European Court Estimates Over 90 Million EU Residents Are First- or Second-Generation Migrants

immigration
PHILIPPE HUGUEN/AFP/Getty Images

The European Court of Auditors has estimated that 18 per cent of legal residents in the European Union — over 90 million people — are first- or second-generation migrants.

The Court estimated that around 4 per cent of the population — 21 million people — were first-generation legal migrants from outside the EU, with the jump to 18 per cent when second-generation migrants are taken into consideration, highlighting how mass migration continues to transform receiving nations beyond the initial influx.

It issued its extraordinary estimates in a briefing paper on “integration”, which conceded the bloc faces the significant “challenges” integrating the many newcomers, and highlighted the alarming increase in the number of migrants arriving via the asylum route claiming to be refugees.

Migrants

However, the briefing paper notes that the plurality of the migrant population living in the EU without EU citizenship — 39 per cent — has established itself through chain migration via family reunion.

This is a migration route the Donald Trump administration in the U.S. is attempting to restrict, but the Court of Auditors — somewhat paradoxically — actually recommended it as an “essential” integration tool in the EU.

Individual EU member-states — including the United Kingdom, at least until after Brexit goes through and the mooted Brexit ‘transition’ period ends — would have difficulty restricting family reunion-based chain migration on their own initiative, as the European Council deems it a “right” under EU Directive 2003/86/EC.

It should be noted that the briefing paper does not appear to consider the migrant-descended population beyond the second generation, which is considerable in countries such as Britain, France, and Germany, which have been bringing in large numbers of migrants from North Africa, South Asia, and Asia Minor for decades.

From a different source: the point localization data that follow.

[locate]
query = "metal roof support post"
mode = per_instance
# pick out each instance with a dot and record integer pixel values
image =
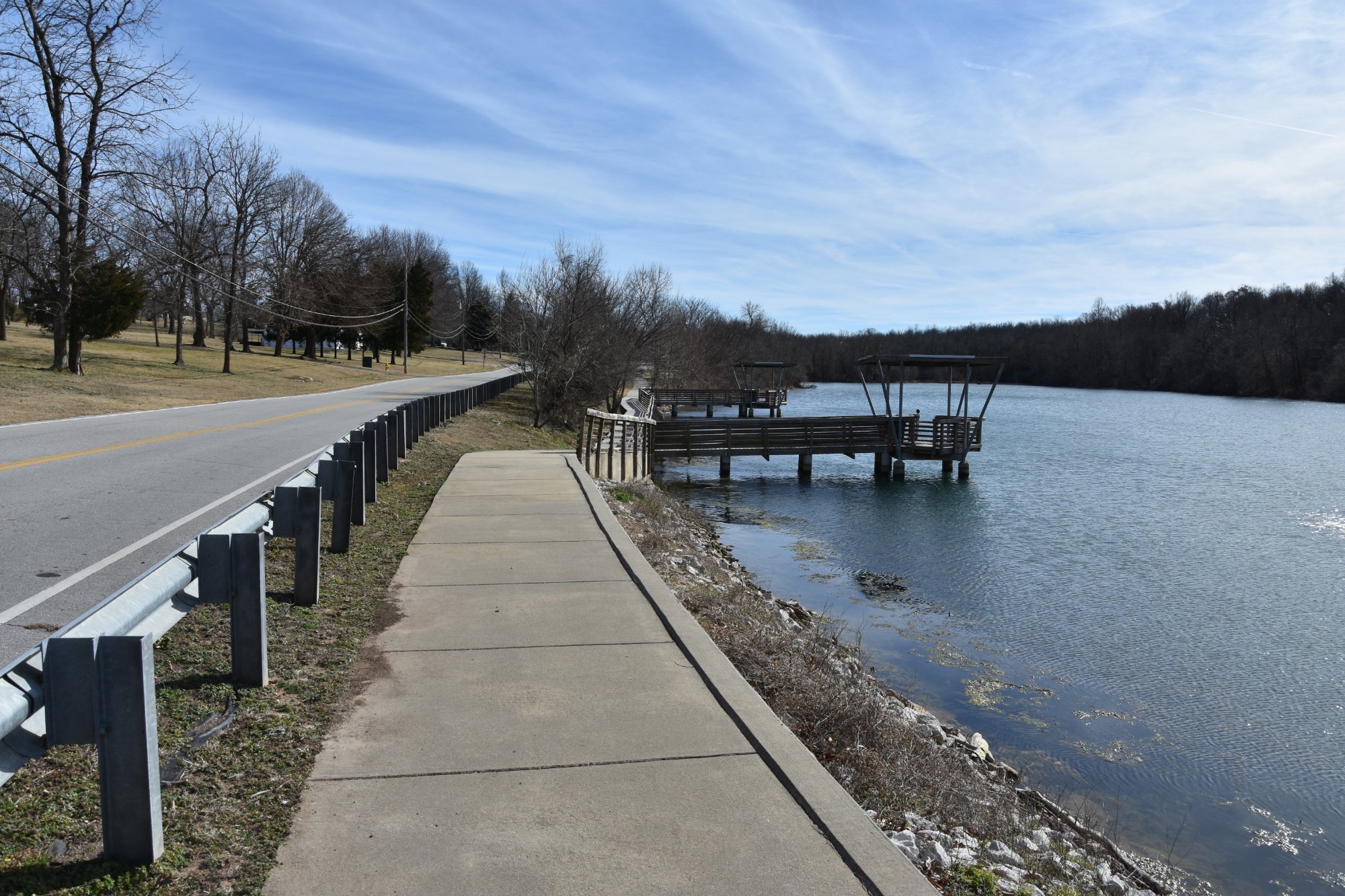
(999, 373)
(966, 408)
(866, 382)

The briefing paper explicitly does not consider the migrant population which is resident in the European Union illegally, which is also considerable — with the illegal migrant population of Britain alone estimated at over a million by David Wood, former Director-General of Immigration Enforcement.

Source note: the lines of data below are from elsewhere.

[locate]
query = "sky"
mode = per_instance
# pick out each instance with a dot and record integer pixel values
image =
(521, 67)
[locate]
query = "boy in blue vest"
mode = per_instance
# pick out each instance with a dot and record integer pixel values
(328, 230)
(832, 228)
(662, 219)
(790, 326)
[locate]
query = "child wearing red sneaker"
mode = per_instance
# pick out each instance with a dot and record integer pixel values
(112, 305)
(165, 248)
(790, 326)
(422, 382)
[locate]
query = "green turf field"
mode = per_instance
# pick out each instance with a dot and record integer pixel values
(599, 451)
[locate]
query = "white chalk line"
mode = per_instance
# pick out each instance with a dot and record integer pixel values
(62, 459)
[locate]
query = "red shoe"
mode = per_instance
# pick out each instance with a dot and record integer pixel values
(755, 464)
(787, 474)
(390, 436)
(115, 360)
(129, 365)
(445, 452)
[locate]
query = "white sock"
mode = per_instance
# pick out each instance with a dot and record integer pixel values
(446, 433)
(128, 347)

The Court does note that the migrant population is concentrated in just five EU member-states, with Germany, Spain, France, Italy, and the United Kingdom playing host to 77 per cent of the total migrant population — while countries which have resisted mass migration, like Hungary and Poland, remain overwhelmingly homogeneous.

The European Court of Auditors is well known in the United Kingdom in the context of the Brexit debate, having failed to give the European Union budget a clean bill of health 22 years in a row up to 2016, when it issued a “qualified” opinion on the accounts rather than an “adverse” one for the first time.

A year later, MEPs increased the Court’s “entertainment” budget by €45,000 to €270,000 so it could “cover the costs of several events linked to [celebrating] the 40th anniversary” of its operation — a move which raised eyebrows among eurosceptics.